I'm especially interested in the concept of final cause, in keeping with the insistence of modern science that such a thing is thoroughly unacceptable. [You may imagine that I am here brilliantly reciting one of the many, many philosophical exposés which conclude that a) modern science is thoroughly mechanistic and b) that merely mechanistic explanations leave something out of our account of the world as it is actually experienced.] My sense is that those critiques are basically right about something--that we can't expect science, as we have come to understand it, to answer all our questions--but I personally don't expect that science would benefit much by trying to accomodate teleology. I take it to be an obvious point that we need more and better explanations of the world than the merely scientific. Imagine the mayhem that follows were some hard-nosed biologist to replies in empirical mode to the question "Why do you love me?"
At the same time, the typical proponent of scientific teleology is probably more or less mistaken about what Aristotle actually meant by final cause. I'd like to get a sense of what he did mean... and determine where there's room in our understanding of the world for something similar, some cognate term.
Reading these sections did somewhat restore my faith in Martin Heidegger's discussion of the four causes at the beginning of "The Question Concerning Technology," however. There Heidegger suggests that Aristotle considered the four causes not as pseudo-scientific attempts at explanation, but as the pieces of a different kind of explanation.
So "What is a virus?" gets one kind of an answer from microbiologists, and another from a knowledgeable non-scientist. Aristotle would probably recognize the microbiologist's answer as suiting some purposes by relying mainly on material and (a certain aspect of) efficient causation. But a non-scientist will take the question in a different way, closer to the Greek meaning of aitia. That word meant something like "answers to a question (as in court), what one can be held responsible to" (Randall 123). So a non-scientist, when asked "What is a virus?" will describe what viruses look like, based on images they have seen, and what they do to host organisms.

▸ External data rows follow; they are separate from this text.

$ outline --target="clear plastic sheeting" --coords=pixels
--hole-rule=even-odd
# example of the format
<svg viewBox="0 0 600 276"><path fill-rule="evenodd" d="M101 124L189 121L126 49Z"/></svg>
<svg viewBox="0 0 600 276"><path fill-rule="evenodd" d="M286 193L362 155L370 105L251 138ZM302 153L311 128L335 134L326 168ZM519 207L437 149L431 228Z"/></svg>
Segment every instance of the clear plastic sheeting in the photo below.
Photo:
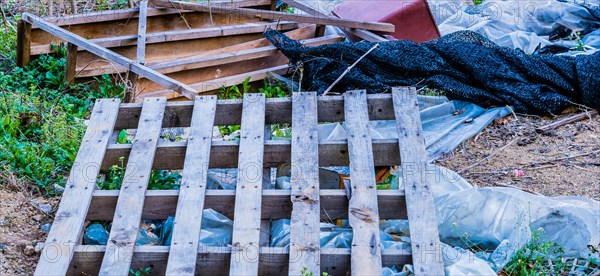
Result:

Those kinds of answers are basically first takes at formal and final cause, and they actually constitute half-decent answers to a reasonable question. Microbiologists of course consider these kinds of answers, too, at least in the initial phases of trying to identify a virus (Does it fit the familiar form of other viruses?) and in their basic concern to know anything at all about them (What's interesting is what this thing does to people).